Market

Bisnis Panas Bumi Terlalu Berisiko, Perbankan Kurang Minati PGEO

Karena punya risiko tinggi dan cuannya seret, perbankan sulit tertarik untuk berikan kredit ke bisnis pengembangan panas bumi. Termasuk yang dijalankan PT Pertamina Geothermal Energy Tbk (PGEO).

Ekonom dan CEO Finvesol Consulting, Fendy Susianto mengatakan, dari kacamata perbankan, sektor energi panas bumi yang dijalankan perseroan memiliki risiko investasi tinggi. Di sisi lain bisnis yang dioperasikan PGEO dinilai tidak atraktif bagi pendana. “Dari segi business-to-business (B2B) terutama dari sisi perbankan, bisnis panas bumi ini risikonya tinggi, return yang ditawarkan juga kurang menarik. Jadi wajar kalau sulit dapat pendanaan,” ujarnya, Jakarta, Jumat (28/4/2023).

Mungkin anda suka

Untuk itu, PGEO berencana menerbitkan surat utang atau obligasi berwawasan hijau alias green bonds di luar wilayah Indonesia untuk refinancing utang jangka pendek yang diberikan sindikasi perbankan. Manajemen PGEO menuliskan dalam prospektus perseroan, bahwa secara historis dana untuk menjalankan kegiatan operasional didapat melalui pinjaman pemegang saham. “Yaitu Pertamina serta dana hibah proyek pembangunan dari Japan International Cooperation Agency (JICA) serta Bank Dunia,” kata Dirut PGEO, Ahmad Yuniarto dalam prospektusnya.

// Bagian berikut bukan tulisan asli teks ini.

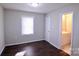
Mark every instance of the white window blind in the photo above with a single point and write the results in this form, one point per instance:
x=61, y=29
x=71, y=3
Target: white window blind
x=27, y=25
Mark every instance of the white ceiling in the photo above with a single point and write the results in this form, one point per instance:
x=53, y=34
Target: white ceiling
x=42, y=8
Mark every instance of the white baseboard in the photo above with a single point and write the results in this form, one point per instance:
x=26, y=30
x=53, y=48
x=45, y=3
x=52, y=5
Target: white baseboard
x=53, y=45
x=22, y=42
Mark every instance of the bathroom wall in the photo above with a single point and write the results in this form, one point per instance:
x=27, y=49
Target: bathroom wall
x=55, y=27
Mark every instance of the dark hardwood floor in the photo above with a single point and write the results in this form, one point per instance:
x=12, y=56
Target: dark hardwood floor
x=39, y=48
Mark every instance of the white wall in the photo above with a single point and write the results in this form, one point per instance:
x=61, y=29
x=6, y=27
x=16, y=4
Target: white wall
x=12, y=20
x=55, y=27
x=1, y=31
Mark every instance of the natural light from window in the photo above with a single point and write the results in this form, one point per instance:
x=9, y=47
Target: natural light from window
x=27, y=25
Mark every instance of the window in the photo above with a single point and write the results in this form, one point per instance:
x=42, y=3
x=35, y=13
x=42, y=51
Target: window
x=27, y=25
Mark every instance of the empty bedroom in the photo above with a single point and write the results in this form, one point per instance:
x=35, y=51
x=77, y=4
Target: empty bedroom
x=39, y=29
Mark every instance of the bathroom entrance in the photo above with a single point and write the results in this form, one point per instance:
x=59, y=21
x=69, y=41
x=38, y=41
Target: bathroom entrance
x=66, y=32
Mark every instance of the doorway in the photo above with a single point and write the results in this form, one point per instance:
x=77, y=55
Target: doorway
x=66, y=32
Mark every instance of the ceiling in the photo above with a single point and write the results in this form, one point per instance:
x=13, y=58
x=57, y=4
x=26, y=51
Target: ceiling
x=42, y=8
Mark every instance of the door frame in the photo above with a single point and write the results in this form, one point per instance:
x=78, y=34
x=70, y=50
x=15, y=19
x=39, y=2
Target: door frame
x=61, y=29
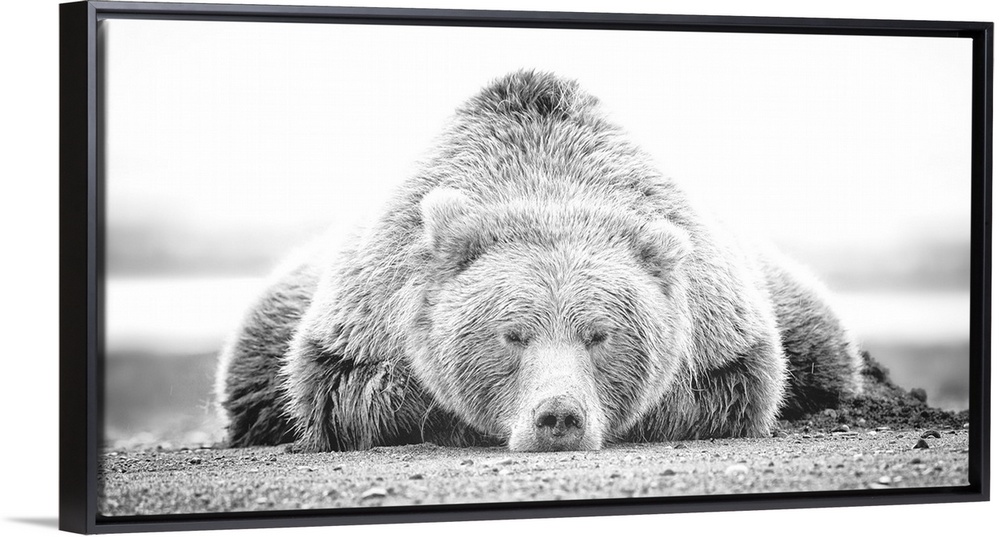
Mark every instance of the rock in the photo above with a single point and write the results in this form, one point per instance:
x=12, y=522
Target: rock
x=374, y=492
x=737, y=469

Masih kata Fendy, sejauh ini, PGEO belum mampu menarik minat perbankan. “Kalaupun ada bank yang kasih pinjaman, tidak akan bertahan lama dalam memberikan pinjaman karena risiko bisnisnya terlalu tinggi,” papar Fendy.

Lebih lanjut Fendy turut mempertanyakan mengapa PT Bank Mandiri (Persero) Tbk tidak memberikan fasilitas pinjaman dalam proses refinancing PGEO. Padahal keduanya memiliki dukungan afiliasi dan pernah menjadi agen fasilitas pinjaman sindikasi PGEO pada 2021.

“Kalau memang bisnis PGEO bagus, kenapa tidak refinancing dari Mandiri atau bank lainnya di dalam maupun luar negeri yang bisa memberikan fasilitas pinjaman valas? Artinya perbankan sudah tidak berada pada posisi yang agresif untuk mendanai perusahaan itu sebab eksposur risikonya bertambah.”

Baru-baru ini PGEO mengumumkan rencana penerbitan surat utang luar negeri sebesar US$400 juta atau sekitar Rp6 triliun dengan kupon 5,15% per tahun yang jatuh tempo pada tahun 2028. Dana ini akan digunakan untuk membayar utang kembali (refinancing) dengan besaran yang sama dengan nilai emisi obligasi.

Hanya saja bunga pinjaman yang diraih sebelumnya lebih rendah dari kupon obligasi kali ini. Sehingga besar kemungkinan biaya bunga yang dikeluarkan perseroan akan lebih tinggi. “Dengan begitu PGEO harus menghadapi interstate pay differential adjusment (penyesuaian atas perbedaan biaya),” tutup Fendy.